Con el tiempo, los dos bandos, ya de por sí radicales, han ido configurando una línea de demarcación especialmente significativa por elocuente: la posición ante lo que se ha hecho -o se ha dejado de hacer- en los últimos 40 años. Para el Polo Patriótico, las cuatro décadas de la democracia no han producido nada bueno. Corrupción es la palabra que mejor define ese lapso.

Ante esta dura apreciación de casi medio siglo de historia la reacción no se ha hecho esperar. Se argumenta que ha habido democracia, que se han sentado las bases para un mejor funcionamiento de la economía, que la sociedad se ha modernizado, que la democracia ha echado raíces, que hay logros concretos tales como la descentralización administrativa, la privatización de empresas del Estado, la Fundación Ayacucho, la política petrolera y la creación de la Universidad Simón Bolívar.

Así, argumento tras argumento, unos se han convertido en detractores de las famosas cuatro décadas, y otros en defensores apasionados de este período. Es tanta la carga emocional de la discusión que observar la crítica o la defensa de ese lapso es la mejor manera de conocer la veleidades políticas de cada quien. En esta dinámica, el reconocimiento de lo positivo en el pasado reciente expresa, en opinión de algunos, oposición al cambio; mientras que, para otros, el duro ataque a ese pasado es señal de mala fe o de ignorancia. La discusión sobre los últimos años tiene consecuencias preocupantes.
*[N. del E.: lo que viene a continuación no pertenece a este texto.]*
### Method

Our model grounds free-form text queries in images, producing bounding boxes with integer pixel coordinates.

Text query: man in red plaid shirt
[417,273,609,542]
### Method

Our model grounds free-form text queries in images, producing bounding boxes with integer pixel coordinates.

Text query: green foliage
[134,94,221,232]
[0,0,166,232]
Desconocer que en ese período hay una experiencia útil para la construcción del futuro, conduce a repetir, con la fidelidad del calco, los errores del pasado. Al menos tres de esos errores se están cometiendo: sobrestimar la capacidad de gestión del Estado venezolano, creer que la voluntad política hace milagros, y considerar que para gerenciar con éxito hay que rodearse de gente de confianza. Desconocer el pasado es la gran trampa que la historia le ha armado a quienes hoy tienen en sus manos el gobierno de esta nación.
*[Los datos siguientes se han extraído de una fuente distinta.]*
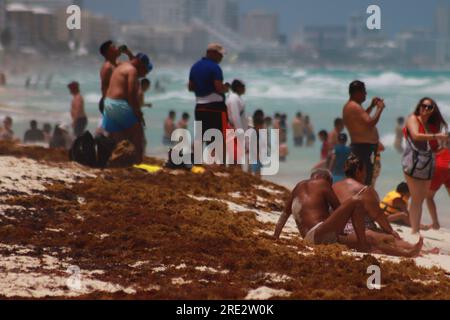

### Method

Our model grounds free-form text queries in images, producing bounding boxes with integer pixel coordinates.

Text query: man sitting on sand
[103,53,153,163]
[274,169,370,251]
[333,154,423,257]
[274,165,423,257]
Por otra parte, llama la atención que venezolanos preocupados por el futuro del país inviertan valiosas energías en una cuidadosa defensa de las últimas cuatro décadas, tratando de hacer justicia a logros y personas. En esa defensa, y sin quererlo, parecen desconocer la corrupción, la ineficiencia administrativa, el deterioro de la economía, la violación de los derechos humanos, la brecha social creciente entre quienes tienen más y quienes tienen menos, el clientelismo partidista, la perversa politización de entes públicos y del movimiento laboral, o el uso de los recursos públicos con fines político-partidistas. La dialéctica los hace parecer ignorantes de lo mal que el país ha marchado desde hace largo tiempo, que el Estado venezolano se ha ido convirtiendo en una vacía entelequia que avergüenza cuando uno recuerda que ese Estado maneja la Oni-Dex y las indignas cárceles, que la inversión privada viene cayendo desde 1978, que la educación y los servicios de salud recibidos por gran parte de la población se encuentran en situación lamentable. Quienes se empeñan en hacerle un juicio imparcial a los últimos 40 años parecen no percatarse que tienen ante sí la trampa de quedarse fuera de una dinámica social y política centrada en la transformación, en hacer futuro, y no en el análisis riguroso del pasado.

Es curioso observar cómo los famosos 40 años actúan para enredar a quienes se obsesionan con ellos. A unos, quienes gobiernan, puede llevarlos al fracaso administrativo, por incapacidad para producir los frutos que la gente espera: empleo, baja inflación, mejores servicios públicos, seguridad ciudadana. A otros, quienes se esmeran en reivindicar los esfuerzos realizados, puede conducirlos a la anulación política, por incapacidad para articular un discurso y una acción que le de sentido al mañana, que mueva al pueblo y no a los historiadores o a quienes se sienten dolidos por la falta de reconocimiento a su labor de patria.